Но правомерность употребления в этом контексте слова К. даже при метафорич., образном понимании текста давно уже вызывает сомнение. Так, еще Д. Мордовцев в рец. на книгу Вяземского замечал: «хоть» — «подруга, жена, невеста», слово же К. в переписке искажено вм. другого слова, которое означало «плакаться», «жаловаться» (Что мне Гекуба... С. 115). Новое истолкование рассматриваемого чтения предложил Е. В. Барсов. Указав на «неуместность» в данном контексте слова К., он предложил прочтение «и с хотию на кров а тьи рекъ» (Слово. Т. 1. С. 244). В этом же направлении двигались и др. исследователи: Н. И. Маньковский предложил прочтение «Исходить юна кровь. „Ать и!“ рек...». Развивая это предложение, М. В. Щепкина, вопреки Барсову и И. Д. Тиунову, принявшему прочтение Барсова (Несколько замечаний... С. 198), предложила вариант, контаминирующий обе конъектуры: «исхыти юна кровь, а тъи рек(л) бы» (Замечания о палеографических особенностях... С. 24).

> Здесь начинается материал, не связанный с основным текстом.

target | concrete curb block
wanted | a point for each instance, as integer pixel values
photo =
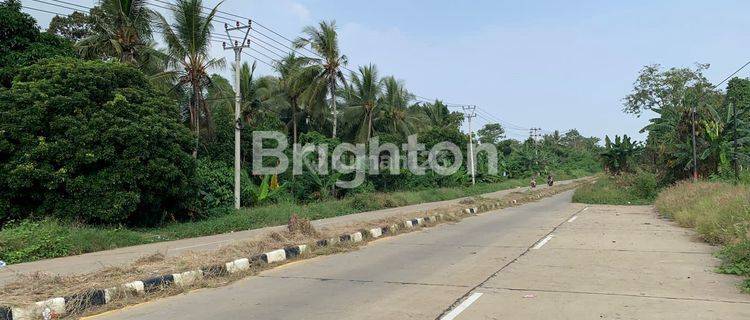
(80, 301)
(375, 232)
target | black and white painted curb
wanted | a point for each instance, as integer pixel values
(60, 306)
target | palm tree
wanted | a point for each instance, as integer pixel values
(294, 80)
(396, 116)
(324, 41)
(362, 96)
(122, 30)
(189, 40)
(438, 116)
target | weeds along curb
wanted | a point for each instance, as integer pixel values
(77, 303)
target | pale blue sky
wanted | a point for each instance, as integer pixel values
(551, 64)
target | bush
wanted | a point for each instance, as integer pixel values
(645, 185)
(29, 241)
(736, 259)
(21, 43)
(94, 142)
(720, 212)
(215, 181)
(627, 189)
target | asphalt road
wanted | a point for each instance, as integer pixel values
(545, 260)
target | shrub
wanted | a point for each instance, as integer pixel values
(645, 185)
(215, 181)
(626, 189)
(736, 259)
(91, 141)
(31, 240)
(21, 43)
(720, 212)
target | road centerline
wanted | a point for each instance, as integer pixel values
(463, 306)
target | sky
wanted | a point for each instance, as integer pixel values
(555, 65)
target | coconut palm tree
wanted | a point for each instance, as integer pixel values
(362, 96)
(122, 30)
(294, 79)
(324, 41)
(396, 115)
(438, 116)
(189, 40)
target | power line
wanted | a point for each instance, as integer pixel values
(221, 17)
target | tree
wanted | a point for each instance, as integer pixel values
(21, 43)
(324, 41)
(294, 80)
(75, 26)
(122, 31)
(97, 145)
(362, 96)
(396, 116)
(491, 133)
(618, 155)
(655, 88)
(189, 42)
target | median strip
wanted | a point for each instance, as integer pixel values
(79, 303)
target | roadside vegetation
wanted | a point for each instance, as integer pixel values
(30, 240)
(720, 213)
(710, 195)
(29, 288)
(109, 140)
(628, 189)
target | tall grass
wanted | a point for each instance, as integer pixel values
(629, 189)
(720, 213)
(35, 240)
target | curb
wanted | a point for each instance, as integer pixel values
(61, 306)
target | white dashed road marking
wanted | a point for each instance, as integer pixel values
(461, 307)
(543, 242)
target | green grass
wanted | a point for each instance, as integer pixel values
(720, 213)
(633, 189)
(35, 240)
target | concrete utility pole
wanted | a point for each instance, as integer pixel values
(695, 150)
(470, 112)
(534, 134)
(237, 46)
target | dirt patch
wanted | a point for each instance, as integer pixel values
(40, 286)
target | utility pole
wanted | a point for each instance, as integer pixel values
(237, 46)
(470, 112)
(735, 160)
(534, 134)
(695, 150)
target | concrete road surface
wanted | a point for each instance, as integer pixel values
(545, 260)
(123, 256)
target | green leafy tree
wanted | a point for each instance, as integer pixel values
(491, 133)
(121, 31)
(75, 26)
(189, 41)
(437, 115)
(396, 116)
(21, 43)
(618, 155)
(92, 142)
(323, 40)
(362, 95)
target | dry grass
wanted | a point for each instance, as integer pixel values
(720, 212)
(39, 286)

Продолжая это направление поисков, Л. А. Булаховский дополняет, что глагол, вероятно, начинался с предлога «из», «так как фраза эта в стилистическом отношении представляет параллель к следующей за этим — изрони жемчужну душу». Он считает наиболее удачной конъектуру Н. К. Грунского «исходи юна кров(ь) и тъи рекъ» с переводом: «і виходила юна кров, і мовив той» (Слово... С. 45, 56). По мнению Булаховского, умирающий юный князь обращается к деду своему Всеславу Брячиславичу (Заметки к спорным местам... С. 50—51). О стилистич. неуместности в данном контексте упоминания К. писал О. Сулейменов (Аз и Я. С. 32—34). Однако А. П. Комлев и К. К. Белокуров вновь возвращаются к толкованию Потебни, указывая, в частности, что при чтении «исхыти юна кровь», следующем после упоминания кровавой травы, «возникает кровь на крови, при этом подразделяемая на „травяную“ и „юную“» (Заметки. С. 177). Рассматриваемая фраза не имеет, как видим, однозначного прочтения и истолкования.

Лит.: Миллер. Взгляд. С. 231; Мордовцев Д. Что мне Гекуба и что я Гекубе? // ОЗ. 1876. Июль. С. 115; Ваденюк П. Е. Темное место в «Слове о полку Игореве» // Сб. Археол. ин-та. СПб., 1880. Кн. 3. С. 140—144; Барсов. Слово. Т. 2. С. 243—248; Шамбинаго. Слово — 1912. С. 40, 69; Маньковский Н. И. Слово о полку Игореве: Лирическая поэма внука Боянова. Житомир, 1915. С. 98; Грунський М. К. Слово о полку Ігоревім. Харків, 1931. С. 56; Тиунов И. Д. Несколько замечаний к «Слову о полку Игореве» // Слово. Сб. — 1950. С. 197—198; Щепкина М. В. Замечания о палеографических особенностях рукописи «Слова о полку Игореве»: (К вопросу о исправлении текста памятника) // ТОДРЛ. 1953. Т. 9. С. 23—24; Шарлемань Н. В. Из комментариев к «Слову о полку Игореве» // Там же. 1954. Т. 10. С. 225—227; Булаховский Л. А. Заметки к спорным местам «Слова о полку Игореве» // Рад. літ. Київ, 1955. № 18. С. 50—51; Ржига В., Шамбинаго С. [Подгот. древнерус. текста, пер. и

107

примеч.] // Слово — 1961. С. 26, 331; Сапунов Б. В. «Тисовая кровать Святослава»: (Из реального комментария к «Слову о полку Игореве») // ТОДРЛ. 1961. Т. 17. С. 323—326; Сулейменов О. Аз и Я. Алма-Ата, 1975. С. 32—34; Комлев, Белокуров. Заметки. С. 176—177.